L’essor de l’IA générative (Gen AI) a bouleversé les certitudes des dirigeants. Contrairement aux logiciels traditionnels, elle ne se contente pas d’outiller les collaborateurs : elle redéfinit leurs capacités, leurs rôles et même la manière dont les entreprises créent de la valeur. Pourtant, entre fascination et incertitude, beaucoup de CEO peinent encore à transformer l’expérimentation en avantage compétitif. Selon McKinsey, les employés utilisent déjà ces outils trois fois plus que leurs dirigeants ne l’imaginent. Ce décalage illustre une adoption spontanée, mais non structurée, qui limite l’impact organisationnel. Pour passer de l’expérimentation dispersée à la création de valeur, les entreprises doivent se doter d’un plan clair de conduite du changement.
Redéfinir le cap avec un « North Star »
Le premier impératif est de définir une vision claire : le fameux North Star. Plutôt que de considérer l’IA comme un outil imposé, les dirigeants doivent la penser comme une capacité stratégique intégrée à la culture de l’entreprise.
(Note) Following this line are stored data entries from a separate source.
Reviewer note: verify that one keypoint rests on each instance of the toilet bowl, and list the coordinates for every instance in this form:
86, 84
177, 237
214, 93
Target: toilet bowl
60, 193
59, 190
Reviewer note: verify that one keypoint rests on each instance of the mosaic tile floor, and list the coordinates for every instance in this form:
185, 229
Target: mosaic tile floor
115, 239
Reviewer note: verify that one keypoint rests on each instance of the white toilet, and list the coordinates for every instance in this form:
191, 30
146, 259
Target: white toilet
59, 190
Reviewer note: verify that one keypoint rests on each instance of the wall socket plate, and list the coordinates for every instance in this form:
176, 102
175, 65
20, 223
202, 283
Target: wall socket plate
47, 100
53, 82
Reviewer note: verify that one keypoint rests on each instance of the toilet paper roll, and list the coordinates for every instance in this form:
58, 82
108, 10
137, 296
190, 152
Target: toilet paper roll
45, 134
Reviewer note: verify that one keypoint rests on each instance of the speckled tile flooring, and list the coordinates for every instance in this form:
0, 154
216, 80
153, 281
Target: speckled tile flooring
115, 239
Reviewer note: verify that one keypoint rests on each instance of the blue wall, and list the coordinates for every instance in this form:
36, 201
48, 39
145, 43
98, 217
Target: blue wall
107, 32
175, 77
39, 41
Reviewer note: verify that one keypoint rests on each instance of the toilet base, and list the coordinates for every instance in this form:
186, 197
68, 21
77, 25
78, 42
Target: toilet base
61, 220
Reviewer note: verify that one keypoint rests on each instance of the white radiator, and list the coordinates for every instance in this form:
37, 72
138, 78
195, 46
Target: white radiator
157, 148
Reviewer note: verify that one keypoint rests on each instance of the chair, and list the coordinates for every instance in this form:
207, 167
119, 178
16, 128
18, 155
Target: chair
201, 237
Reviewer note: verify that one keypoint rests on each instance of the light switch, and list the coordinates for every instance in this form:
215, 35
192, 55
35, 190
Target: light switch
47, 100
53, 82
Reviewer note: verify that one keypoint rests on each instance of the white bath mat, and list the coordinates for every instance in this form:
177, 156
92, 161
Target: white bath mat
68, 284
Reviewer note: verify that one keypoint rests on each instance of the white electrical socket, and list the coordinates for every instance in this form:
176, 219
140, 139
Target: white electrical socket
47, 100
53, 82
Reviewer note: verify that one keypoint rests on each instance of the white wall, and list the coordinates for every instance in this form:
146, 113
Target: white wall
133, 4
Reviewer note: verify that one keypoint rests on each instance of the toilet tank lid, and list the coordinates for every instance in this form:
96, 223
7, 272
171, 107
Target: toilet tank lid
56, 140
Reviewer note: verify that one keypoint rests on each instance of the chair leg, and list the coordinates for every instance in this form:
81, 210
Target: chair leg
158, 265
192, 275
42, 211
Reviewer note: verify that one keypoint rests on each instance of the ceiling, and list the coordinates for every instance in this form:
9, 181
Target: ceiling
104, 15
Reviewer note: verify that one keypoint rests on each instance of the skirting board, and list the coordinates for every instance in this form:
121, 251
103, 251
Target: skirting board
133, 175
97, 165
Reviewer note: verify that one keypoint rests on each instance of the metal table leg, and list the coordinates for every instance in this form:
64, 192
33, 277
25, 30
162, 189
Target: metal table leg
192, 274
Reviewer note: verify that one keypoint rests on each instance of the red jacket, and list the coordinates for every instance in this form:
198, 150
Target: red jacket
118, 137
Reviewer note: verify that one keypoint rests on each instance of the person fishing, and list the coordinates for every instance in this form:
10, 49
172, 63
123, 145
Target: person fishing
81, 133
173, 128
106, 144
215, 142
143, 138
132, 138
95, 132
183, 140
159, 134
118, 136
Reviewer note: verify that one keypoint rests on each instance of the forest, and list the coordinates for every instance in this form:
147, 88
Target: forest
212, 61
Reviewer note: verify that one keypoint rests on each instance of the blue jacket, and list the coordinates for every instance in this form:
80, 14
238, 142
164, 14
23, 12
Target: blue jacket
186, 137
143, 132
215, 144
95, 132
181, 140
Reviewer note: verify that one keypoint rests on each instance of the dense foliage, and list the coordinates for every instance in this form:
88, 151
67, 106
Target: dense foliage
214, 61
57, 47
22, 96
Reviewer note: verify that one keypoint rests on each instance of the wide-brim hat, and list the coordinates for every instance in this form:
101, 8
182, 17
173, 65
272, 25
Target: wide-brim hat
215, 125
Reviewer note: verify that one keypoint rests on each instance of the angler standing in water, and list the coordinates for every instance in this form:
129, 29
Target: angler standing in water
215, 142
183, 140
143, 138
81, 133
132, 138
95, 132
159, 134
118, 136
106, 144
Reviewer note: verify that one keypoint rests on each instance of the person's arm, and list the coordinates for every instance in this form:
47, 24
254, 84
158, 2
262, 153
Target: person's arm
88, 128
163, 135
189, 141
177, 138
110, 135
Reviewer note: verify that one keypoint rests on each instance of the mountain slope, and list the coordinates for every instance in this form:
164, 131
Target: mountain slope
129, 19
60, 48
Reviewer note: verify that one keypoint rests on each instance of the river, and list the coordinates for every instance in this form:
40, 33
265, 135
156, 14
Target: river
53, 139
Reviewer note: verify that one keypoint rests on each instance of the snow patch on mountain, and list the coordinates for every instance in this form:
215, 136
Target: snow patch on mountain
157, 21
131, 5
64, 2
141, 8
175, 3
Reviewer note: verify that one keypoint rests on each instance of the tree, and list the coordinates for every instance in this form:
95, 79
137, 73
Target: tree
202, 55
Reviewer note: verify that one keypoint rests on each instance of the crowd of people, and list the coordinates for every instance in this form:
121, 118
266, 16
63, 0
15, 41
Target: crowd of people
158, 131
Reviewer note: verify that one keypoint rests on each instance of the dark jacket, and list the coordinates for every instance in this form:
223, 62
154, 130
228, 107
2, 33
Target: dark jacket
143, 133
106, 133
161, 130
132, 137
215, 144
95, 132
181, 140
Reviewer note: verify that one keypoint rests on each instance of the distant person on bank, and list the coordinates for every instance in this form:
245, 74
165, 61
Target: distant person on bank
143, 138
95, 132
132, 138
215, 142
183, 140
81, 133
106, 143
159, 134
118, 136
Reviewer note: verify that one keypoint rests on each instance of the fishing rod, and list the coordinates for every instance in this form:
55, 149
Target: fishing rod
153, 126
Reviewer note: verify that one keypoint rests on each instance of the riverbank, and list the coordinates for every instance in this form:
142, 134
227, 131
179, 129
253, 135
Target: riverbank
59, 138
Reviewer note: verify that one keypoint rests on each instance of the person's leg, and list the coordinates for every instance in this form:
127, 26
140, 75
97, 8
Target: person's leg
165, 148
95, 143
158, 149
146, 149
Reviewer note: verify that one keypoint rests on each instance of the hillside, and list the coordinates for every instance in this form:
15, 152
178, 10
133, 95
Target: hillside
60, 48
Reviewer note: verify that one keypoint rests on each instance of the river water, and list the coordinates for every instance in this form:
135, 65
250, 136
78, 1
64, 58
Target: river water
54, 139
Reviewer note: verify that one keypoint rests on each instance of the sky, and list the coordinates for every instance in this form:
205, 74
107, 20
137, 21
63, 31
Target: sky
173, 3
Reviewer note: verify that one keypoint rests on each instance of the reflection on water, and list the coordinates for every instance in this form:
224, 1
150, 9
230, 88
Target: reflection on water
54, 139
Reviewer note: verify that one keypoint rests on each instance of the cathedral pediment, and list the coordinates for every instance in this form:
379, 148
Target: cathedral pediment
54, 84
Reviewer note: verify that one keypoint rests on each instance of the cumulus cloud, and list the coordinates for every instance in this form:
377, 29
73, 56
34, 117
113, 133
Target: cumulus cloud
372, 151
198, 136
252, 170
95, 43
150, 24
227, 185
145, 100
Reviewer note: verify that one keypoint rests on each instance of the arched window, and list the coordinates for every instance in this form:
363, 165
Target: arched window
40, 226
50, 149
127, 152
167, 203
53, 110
Cette boussole doit à la fois être compréhensible pour tous et suffisamment ambitieuse pour inspirer les équipes. Elle doit anticiper l’évolution rapide des modèles, intégrer leurs futurs usages et surtout préciser l’impact attendu sur le cycle de vie des talents : recrutement, montée en compétences, redistribution des rôles.
Pour les DRH, cette démarche implique d’aligner les parcours de carrière avec cette vision, d’anticiper les métiers appelés à disparaître ou à évoluer, et d’identifier les compétences émergentes. Définir un cap commun permet non seulement d’éviter les résistances mais aussi de transformer l’IA en moteur de cohésion interne.
Construire la confiance grâce à la gouvernance et aux données
L’un des plus grands défis du déploiement de l’IA générative réside dans la confiance. Si les collaborateurs doutent de la fiabilité des réponses produites par l’IA, ils refuseront de les intégrer dans leurs décisions. C’est pourquoi les entreprises performantes en la matière investissent massivement dans des dispositifs de gouvernance et de qualité des données.
Les DRH doivent veiller à ce que les collaborateurs comprennent d’où proviennent les informations, comment elles sont traitées et dans quel cadre éthique elles s’inscrivent. L’exemple de Morgan Stanley, qui n’a déployé son assistant IA qu’après une phase d’évaluation rigoureuse, illustre la nécessité de bâtir des garde-fous solides. Les politiques de gouvernance doivent inclure la transparence sur les sources, des comités de supervision, ainsi que des points de contrôle humains pour limiter biais et hallucinations.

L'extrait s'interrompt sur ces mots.